The EBacc certificate, set to replace some GCSEs from 2015, will focus only on core academic subjects.
Sadler’s Wells chief executive and artistic director Alistair Spalding said the plans were “the most serious threat” dance has recently faced.
But he said he was hopeful there would be a U-turn by the government.
He and several other executives from major arts companies, including the Royal Ballet and the English National Ballet, have written to education secretary Michael Gove asking him to reconsider.
The GCSE exam in England is going to be replaced in core subjects by the new qualification called the English Baccalaureate Certificate – EBacc or English Bacc for short.
Dance is now second only to football as the most popular activity amongst school children and ranks first among girls.” Alistair Spalding, chief executive and artistic director, Sadler’s Wells
A Department of Education spokeswoman said: “Other subjects are, of course, valuable and pupils will continue to study them – the EBacc will not prevent any school from offering qualifications in dance, art, drama or music.”
Whilst I realise you can make a career out of being a dancer, artist, actor or musician, none of those subjects would appear to me to be core studies, more in the nature of pastimes and hobbies.

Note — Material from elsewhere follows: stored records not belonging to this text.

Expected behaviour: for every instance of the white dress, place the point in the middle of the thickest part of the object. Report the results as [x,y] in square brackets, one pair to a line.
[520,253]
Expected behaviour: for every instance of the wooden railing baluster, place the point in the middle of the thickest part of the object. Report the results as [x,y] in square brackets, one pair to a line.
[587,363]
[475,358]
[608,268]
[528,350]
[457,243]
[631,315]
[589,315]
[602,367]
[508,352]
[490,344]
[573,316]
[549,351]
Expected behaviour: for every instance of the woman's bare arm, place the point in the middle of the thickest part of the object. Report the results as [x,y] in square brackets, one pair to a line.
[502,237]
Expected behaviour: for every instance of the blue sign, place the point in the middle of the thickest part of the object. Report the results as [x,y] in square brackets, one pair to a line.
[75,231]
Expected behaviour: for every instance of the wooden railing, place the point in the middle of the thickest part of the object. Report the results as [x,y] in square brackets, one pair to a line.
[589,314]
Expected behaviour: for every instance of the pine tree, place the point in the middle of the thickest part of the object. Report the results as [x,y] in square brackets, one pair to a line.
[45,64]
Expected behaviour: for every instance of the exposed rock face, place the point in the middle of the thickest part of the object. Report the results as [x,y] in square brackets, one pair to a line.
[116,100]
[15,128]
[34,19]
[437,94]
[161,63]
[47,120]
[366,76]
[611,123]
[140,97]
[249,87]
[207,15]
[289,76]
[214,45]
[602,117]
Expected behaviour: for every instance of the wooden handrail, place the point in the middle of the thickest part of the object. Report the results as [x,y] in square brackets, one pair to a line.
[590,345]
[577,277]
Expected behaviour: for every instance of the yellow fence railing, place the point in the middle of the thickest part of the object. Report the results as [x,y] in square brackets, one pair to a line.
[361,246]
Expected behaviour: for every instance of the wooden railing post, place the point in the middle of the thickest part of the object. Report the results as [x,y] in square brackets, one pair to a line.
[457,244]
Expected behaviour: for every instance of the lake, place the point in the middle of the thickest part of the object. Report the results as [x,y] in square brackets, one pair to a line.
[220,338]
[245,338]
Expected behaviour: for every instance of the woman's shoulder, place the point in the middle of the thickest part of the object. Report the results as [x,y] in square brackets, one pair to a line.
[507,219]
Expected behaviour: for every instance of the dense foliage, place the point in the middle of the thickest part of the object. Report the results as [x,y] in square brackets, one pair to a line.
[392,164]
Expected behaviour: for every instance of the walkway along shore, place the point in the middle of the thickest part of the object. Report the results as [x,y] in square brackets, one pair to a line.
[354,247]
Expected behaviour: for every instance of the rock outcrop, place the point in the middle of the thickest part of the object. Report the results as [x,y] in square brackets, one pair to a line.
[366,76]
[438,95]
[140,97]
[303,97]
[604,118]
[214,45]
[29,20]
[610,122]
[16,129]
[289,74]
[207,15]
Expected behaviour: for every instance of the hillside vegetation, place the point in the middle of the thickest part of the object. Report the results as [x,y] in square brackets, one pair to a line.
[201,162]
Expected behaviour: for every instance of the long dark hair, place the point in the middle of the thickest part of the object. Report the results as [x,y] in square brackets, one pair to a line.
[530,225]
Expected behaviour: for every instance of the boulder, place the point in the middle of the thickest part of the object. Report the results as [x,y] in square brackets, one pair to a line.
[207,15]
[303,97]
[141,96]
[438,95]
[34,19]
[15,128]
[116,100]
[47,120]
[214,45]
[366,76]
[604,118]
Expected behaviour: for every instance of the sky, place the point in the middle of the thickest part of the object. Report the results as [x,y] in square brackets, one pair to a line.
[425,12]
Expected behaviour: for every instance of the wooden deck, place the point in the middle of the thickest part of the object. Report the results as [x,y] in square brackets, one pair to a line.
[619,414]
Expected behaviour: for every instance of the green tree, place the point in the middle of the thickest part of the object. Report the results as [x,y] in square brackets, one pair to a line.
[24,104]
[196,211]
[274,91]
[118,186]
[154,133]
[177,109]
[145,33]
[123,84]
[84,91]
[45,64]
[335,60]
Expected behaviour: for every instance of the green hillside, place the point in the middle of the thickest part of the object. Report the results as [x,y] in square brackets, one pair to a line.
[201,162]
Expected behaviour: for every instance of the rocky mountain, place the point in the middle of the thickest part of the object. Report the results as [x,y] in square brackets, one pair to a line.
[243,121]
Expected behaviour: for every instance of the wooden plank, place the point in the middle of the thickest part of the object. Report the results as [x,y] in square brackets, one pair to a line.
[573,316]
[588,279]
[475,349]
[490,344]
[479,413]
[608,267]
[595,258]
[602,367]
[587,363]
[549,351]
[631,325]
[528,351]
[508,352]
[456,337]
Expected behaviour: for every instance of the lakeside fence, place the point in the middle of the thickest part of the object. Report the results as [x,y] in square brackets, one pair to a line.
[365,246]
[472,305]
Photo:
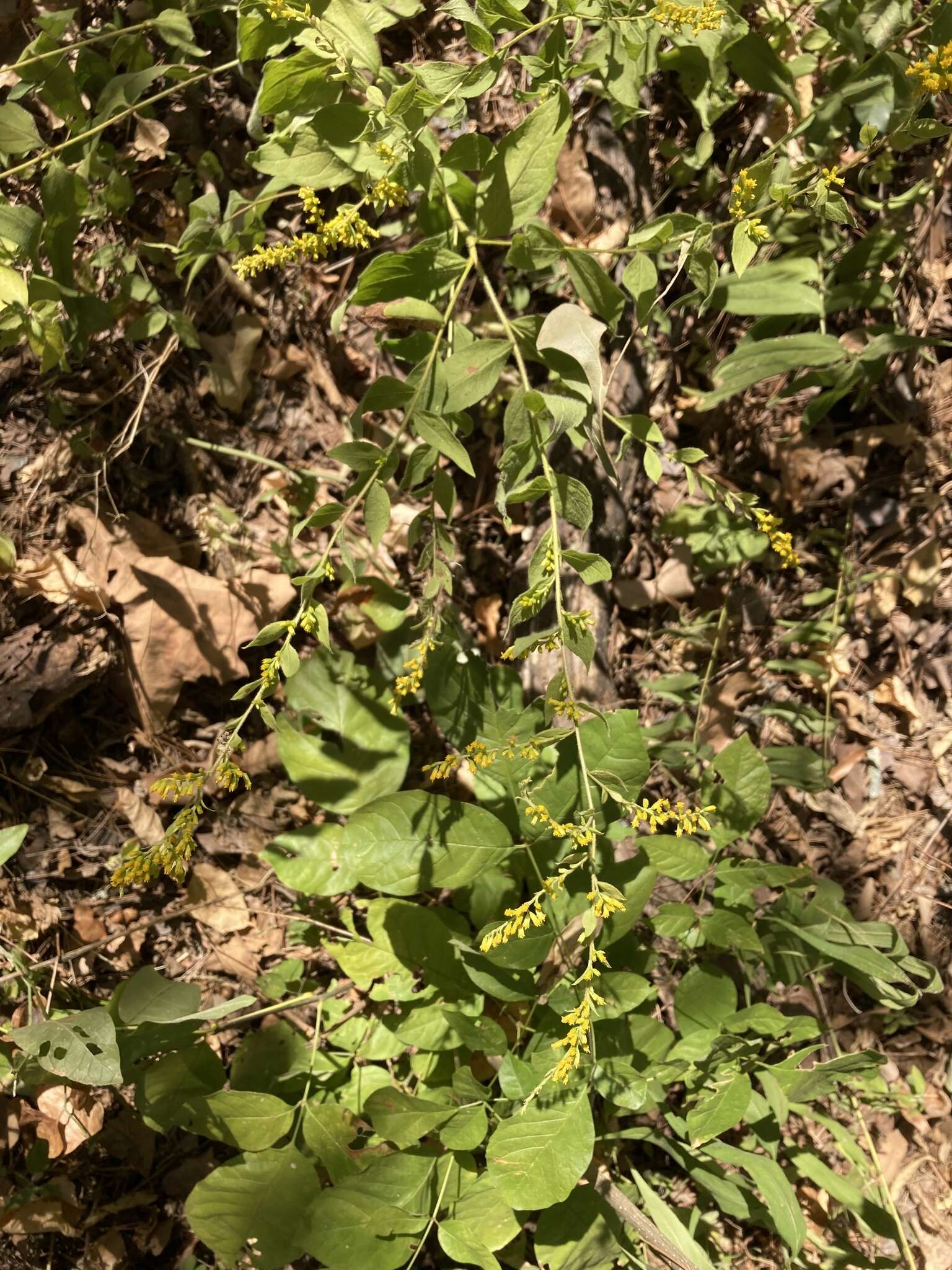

Nor do I see the need for them to be included in the Baccalaureate system, which also appears to be the governments view too which admittedly is unusual for me, but a stopped clock etc. etc.
What the dance companies appear to be afraid of is that a non academic subject will be dropped like a hot potato by schools who wishing to remain high up in the academic league tables and that the schools will revert back to core subjects. Nor could I blame the schools for doing so, after all they’ll be judged by their results, not by their dancing skills.
How or why dance managed to get into a schools curriculum is beyond me, it certainly wasn’t a subject taught at my school and if we wanted to study music we had to apply to another school which taught it to O Level standard.
I suspect Saddlers Wells are trying it on here to recruit dancers who have a little bit of experience coming out of school. But academically most pupils studying it wont be doing it as anything other than a pastime, not as a career choice. Hopefully Gove won’t change his mind over this.